In deze civiele procedure, behandeld door het Gerecht in Eerste Aanleg van Aruba, heeft eiser, vertegenwoordigd door advocaat mr. C.S. Edwards, een vordering ingesteld tegen gedaagde, vertegenwoordigd door advocaat mr. B.M. de Sousa, met betrekking tot de eigendom en het gebruik van een auto. De zaak is ontstaan na de beëindiging van een affectieve relatie tussen partijen, waarbij eiser in maart 2016 een auto heeft aangeschaft met een lening bij de RBC Royal Bank. Na de beëindiging van de relatie in juli 2017 heeft gedaagde de auto in haar bezit gehouden, wat leidde tot een geschil over de eigendom en het gebruik van de auto.
De procedure omvatte verschillende processtukken, waaronder een inleidend verzoekschrift, conclusies van antwoord, repliek en dupliek. Eiser vorderde onder andere dat gedaagde de auto in goede staat zou afgeven en medewerking zou verlenen aan de wijziging van de tenaamstelling. Gedaagde voerde verweer en concludeerde tot afwijzing van de vorderingen van eiser.

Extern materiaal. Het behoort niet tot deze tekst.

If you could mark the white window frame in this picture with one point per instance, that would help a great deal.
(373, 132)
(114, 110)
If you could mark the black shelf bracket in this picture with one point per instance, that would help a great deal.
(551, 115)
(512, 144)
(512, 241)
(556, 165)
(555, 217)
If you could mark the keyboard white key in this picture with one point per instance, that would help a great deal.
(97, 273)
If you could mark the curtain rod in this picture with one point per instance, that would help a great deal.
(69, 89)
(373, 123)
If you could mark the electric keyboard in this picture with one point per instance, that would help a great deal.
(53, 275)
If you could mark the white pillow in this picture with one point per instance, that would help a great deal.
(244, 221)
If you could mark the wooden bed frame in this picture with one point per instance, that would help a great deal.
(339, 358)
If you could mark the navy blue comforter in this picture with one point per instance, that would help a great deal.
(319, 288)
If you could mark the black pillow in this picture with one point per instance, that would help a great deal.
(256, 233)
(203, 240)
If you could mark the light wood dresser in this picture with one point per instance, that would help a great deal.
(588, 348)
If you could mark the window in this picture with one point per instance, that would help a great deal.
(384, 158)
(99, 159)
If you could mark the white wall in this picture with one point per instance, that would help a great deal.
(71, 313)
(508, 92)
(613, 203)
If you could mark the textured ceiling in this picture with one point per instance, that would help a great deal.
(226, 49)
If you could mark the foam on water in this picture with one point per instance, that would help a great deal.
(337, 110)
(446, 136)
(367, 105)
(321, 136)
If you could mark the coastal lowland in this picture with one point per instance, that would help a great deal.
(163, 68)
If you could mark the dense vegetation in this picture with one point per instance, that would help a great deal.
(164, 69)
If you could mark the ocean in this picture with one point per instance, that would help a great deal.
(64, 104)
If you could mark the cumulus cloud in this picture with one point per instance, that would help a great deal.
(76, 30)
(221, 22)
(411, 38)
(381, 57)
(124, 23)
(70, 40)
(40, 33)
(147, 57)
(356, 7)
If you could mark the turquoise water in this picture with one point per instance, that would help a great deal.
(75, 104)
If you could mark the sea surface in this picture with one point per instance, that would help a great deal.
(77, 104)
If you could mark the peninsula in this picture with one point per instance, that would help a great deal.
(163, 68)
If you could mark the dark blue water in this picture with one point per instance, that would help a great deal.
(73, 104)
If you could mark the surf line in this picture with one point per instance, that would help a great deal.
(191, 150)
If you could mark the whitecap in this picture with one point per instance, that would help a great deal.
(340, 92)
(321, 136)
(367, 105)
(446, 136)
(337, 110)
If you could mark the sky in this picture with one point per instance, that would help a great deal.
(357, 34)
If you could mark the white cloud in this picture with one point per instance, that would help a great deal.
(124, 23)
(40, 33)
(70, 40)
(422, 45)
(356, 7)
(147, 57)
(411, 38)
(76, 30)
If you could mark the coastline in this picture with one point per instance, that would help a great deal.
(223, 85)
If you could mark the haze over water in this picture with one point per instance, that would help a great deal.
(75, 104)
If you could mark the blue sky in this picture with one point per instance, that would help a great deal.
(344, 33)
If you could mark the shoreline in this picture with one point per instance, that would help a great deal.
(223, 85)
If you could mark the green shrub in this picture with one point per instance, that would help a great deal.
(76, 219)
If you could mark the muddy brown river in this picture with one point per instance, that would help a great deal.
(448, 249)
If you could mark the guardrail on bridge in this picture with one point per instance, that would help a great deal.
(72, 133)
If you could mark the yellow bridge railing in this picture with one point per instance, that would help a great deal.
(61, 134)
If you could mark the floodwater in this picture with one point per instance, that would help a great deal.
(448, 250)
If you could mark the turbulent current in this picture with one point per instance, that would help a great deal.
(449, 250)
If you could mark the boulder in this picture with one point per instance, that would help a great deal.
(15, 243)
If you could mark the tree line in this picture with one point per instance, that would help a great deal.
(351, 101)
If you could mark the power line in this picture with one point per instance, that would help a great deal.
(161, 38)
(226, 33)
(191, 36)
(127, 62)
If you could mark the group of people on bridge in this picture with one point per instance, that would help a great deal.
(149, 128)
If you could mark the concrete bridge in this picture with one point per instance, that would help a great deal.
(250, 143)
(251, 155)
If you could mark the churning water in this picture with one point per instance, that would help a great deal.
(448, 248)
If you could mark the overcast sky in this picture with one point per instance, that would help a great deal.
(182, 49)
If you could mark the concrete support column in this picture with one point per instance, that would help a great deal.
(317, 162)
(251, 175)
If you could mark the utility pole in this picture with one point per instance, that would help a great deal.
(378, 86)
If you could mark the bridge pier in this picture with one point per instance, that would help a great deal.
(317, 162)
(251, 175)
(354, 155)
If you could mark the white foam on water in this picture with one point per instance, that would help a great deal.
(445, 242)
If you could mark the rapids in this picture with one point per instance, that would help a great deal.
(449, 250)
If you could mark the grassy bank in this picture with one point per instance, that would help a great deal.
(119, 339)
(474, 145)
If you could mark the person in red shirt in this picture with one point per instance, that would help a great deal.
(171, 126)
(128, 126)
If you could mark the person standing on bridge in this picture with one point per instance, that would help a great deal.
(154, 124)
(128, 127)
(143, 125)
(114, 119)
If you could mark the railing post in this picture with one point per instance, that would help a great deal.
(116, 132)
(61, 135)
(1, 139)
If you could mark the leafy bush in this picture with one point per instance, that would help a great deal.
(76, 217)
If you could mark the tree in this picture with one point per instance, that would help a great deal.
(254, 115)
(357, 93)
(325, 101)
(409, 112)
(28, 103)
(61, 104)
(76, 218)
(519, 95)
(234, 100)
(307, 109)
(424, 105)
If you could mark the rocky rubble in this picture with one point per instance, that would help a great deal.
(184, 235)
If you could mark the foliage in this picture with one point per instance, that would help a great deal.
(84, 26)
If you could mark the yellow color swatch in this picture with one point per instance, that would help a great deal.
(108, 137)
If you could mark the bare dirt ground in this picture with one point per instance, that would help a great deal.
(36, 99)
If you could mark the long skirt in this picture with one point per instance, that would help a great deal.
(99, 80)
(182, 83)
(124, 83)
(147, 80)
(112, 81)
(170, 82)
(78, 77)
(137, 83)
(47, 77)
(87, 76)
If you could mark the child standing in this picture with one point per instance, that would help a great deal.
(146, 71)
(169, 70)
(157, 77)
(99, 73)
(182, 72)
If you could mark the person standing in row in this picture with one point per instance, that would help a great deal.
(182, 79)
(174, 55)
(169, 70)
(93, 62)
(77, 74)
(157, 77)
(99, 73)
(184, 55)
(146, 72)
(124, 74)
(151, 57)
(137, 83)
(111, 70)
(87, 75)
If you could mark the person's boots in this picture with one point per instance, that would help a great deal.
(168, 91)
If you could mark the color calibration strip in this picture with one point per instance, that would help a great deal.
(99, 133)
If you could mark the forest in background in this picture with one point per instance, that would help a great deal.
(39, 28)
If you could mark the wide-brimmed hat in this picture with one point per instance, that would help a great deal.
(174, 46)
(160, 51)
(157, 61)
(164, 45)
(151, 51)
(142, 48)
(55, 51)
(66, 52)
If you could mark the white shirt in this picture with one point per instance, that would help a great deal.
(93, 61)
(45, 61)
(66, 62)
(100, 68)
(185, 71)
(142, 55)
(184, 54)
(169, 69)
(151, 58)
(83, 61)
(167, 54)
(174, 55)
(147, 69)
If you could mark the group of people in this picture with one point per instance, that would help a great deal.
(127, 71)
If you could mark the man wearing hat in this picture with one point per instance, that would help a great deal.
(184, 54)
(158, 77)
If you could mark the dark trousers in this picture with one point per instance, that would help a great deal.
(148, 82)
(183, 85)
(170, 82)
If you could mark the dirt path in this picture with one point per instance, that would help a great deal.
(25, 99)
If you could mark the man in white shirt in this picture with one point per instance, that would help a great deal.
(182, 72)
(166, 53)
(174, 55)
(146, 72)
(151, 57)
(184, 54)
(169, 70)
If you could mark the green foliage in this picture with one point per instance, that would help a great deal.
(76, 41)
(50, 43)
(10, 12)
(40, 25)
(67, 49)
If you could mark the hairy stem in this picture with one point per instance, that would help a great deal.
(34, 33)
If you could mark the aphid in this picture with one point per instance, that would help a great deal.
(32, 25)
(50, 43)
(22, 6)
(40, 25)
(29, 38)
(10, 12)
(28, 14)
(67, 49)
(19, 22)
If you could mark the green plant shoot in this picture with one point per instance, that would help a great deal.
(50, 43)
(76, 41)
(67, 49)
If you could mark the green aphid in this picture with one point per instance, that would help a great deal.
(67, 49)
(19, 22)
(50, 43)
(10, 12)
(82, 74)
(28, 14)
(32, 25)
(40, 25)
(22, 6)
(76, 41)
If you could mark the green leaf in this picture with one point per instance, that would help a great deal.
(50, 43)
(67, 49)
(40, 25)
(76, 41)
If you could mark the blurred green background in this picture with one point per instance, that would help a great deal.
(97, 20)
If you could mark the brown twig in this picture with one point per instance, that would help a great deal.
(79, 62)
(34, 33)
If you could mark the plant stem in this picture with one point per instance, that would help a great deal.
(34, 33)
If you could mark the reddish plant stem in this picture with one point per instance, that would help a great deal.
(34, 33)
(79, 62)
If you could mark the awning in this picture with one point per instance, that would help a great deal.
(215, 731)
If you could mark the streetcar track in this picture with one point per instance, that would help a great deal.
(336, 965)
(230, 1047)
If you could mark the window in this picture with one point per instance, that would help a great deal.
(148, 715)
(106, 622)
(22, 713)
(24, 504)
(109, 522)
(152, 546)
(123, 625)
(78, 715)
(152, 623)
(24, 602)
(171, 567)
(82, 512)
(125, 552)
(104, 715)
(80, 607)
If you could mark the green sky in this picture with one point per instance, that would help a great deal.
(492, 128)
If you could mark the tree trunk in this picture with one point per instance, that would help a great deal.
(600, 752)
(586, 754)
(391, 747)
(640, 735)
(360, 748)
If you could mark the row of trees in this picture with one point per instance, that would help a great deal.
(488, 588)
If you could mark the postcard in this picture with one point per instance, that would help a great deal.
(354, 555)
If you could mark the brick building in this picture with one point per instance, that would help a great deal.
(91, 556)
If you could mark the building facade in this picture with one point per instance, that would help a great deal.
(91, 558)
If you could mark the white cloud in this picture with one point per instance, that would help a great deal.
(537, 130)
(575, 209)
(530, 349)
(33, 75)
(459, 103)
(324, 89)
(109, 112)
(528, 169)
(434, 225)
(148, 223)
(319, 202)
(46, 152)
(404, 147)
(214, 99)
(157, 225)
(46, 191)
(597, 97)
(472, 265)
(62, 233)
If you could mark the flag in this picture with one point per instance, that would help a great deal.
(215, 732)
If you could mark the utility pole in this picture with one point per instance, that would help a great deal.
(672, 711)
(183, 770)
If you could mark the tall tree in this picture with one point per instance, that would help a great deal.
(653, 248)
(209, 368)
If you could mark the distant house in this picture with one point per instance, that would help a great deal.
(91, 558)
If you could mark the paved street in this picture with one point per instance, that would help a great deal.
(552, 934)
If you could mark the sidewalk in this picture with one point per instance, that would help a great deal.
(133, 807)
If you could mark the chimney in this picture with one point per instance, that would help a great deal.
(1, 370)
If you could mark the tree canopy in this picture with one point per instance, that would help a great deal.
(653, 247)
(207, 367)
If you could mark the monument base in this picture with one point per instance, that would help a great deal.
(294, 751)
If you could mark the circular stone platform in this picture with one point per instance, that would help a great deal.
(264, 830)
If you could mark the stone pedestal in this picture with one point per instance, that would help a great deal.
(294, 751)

Het Gerecht heeft geoordeeld dat zolang de lening niet volledig is terugbetaald aan de bank, noch eiser noch gedaagde eigenaar is van de auto, aangezien de eigendom fiduciair is overgedragen aan de bank. Het Gerecht concludeerde dat gedaagde gerechtigd was tot het gebruik van de auto op basis van een overeenkomst die tussen partijen was gesloten in aanwezigheid van de politie. Eiser's vorderingen werden afgewezen, en hij werd veroordeeld in de proceskosten.